Jangan lupa vote dan komen.

***

Senin akan menjadi hari yang paling dibenci hampir seluruh siswa di sekolah ini. Bagaimana tidak, matahari bersinar dengan terang dan mengakibatkan panas. Mendengarkan amanat pembina upacara yang selalu diulang.

Bosan overdosis. Kata itu yang tepat untuk mereka. Muncul berbagai pendapat dalam pikiran mereka. Apakah sang pembina tidak bosan setiap menyampaiakan amanat yang itu-itu melulu? Untung petugas upacara setiap hari Senin berbeda orang. Kalo sampai sama, bisa-bisa makin sinting peserta upacaranya.

3A5 akan menjadi kelas paling akhir yang turun untuk upacara. Layaknya bos besar yang tidak ingin menunggu. Ketika kelas lain barisannya sudah rapi baru mereka akan turun. Letak kelas mereka di lantai dua paling ujung. Daripada desak-desakan, lebih baik mereka mengalah.

"Gerah woi, gerah. Mepet-mepet banget sih barisannya!" pekik Sasa dengan mengibaskan jilbabnya sedikit ke atas agar angin bisa menyentuk permukaan kulitnya.

"Tau nih, udah tau lapangan gak muat tetap aja dipaksa," hina Kaila.

"Ngomel mulu lo pada," sarkas Melisa.

"Ck lo tuh. Harusnya yang kelas tiga gak perlu ikutan upacara, udah uzur juga," ucap Sasa yang semakin kesal. Harusnya yang paling senior duduk anyem di kelas bukan panasan kayak gini.

"Nah setuju tu gue. Amanatnya juga ngomongin ujian lah, kebersihan, trus anak kelas satu. Sumpah enek banget," timpal Sari yang sedari tadi menyimak.

"Apalagi guru-guru yang jaga di belakang tuh, hih bikin risih gue liatnya,"  pekik Anti.

"Aduh apa ya, gue tu paling gak suka sempit-sempitan kayak gini. Nambah bikin keringetan, mana panas lagi," protes Sasa yang kembali mendapat tatapan malas dari temannya.

"Dasar goblok. Dimana-mana panas pagi itu sehat," ungkap Fia dengan nada sinisnya.

"Alah walau pun sehat juga gue gak mau.
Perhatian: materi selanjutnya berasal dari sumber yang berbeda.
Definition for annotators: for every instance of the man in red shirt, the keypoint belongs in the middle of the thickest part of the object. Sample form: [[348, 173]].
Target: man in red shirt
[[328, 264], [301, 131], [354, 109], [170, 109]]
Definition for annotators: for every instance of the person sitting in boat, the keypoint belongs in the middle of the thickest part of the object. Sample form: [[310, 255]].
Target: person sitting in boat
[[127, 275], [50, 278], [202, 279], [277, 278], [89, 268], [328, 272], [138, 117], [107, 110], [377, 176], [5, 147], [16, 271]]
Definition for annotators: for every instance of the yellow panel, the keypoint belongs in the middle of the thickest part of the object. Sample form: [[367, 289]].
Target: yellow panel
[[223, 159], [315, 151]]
Rambut gue tuh sensi sama panas-panas kayak gini."

"Temen siapa sih ini, suka ngeluh banget dah," geram Viona.

"Anak sultan gitu tuh. Dikit-dikit ngomen aja muncungnya," cibir Lilis.

"Iri bilang boss."

"Apa lo bilang?" tanya Lilis.

"Udah deh, itu bentar lagi bendera mau berkibar. Hargai dong, walau sebentar," potong Aksa yang ikut kesal mendengar perdebatan kaum hawa kelasnya. Dimana-mana selalu menemukan omelan. Apa setiap perempuan akan berakhir dengan sikap cerewet?

"Siap pak ketua," ujar Sasa.

"Asiapp kapten,"

"Kek iya aja si ketua," cibir Kaila.

Begitulah 3A5. Sebenarnya hal seperti ini kelihatan biasa saja dikalangan para siswa. Namun tetap saja saat bendera kebangsaan akan berkibar, mereka menghormatinya. Bukan karena paksaan, tapi seperti sudah seharusnya mereka melakukan. Seolah ada yang mendorong mereka untuk selalu melihat ke arah bendera. Menghargai jasa para pahlawan dengan tetap menjadikan Merah Putih sebagai bendera yang akan berkibar di ujung tiang.

"Gue bingung deh," ungkap Zaen setelah bendera sudah mencapai puncaknya.

"Kenapa?" tanya Rania, kebetulan mereka baris bersebelahan.

"Kenapa tiap bendera dipasang kita harus hormat. Maksud gue gini, menghargai juga gak harus dengan memberikan hormat. Dirasakan dalam hati juga bisa, lagi pula tiap orang kan bisa menghormati dengan caranya masing-masing," ujar Zaen.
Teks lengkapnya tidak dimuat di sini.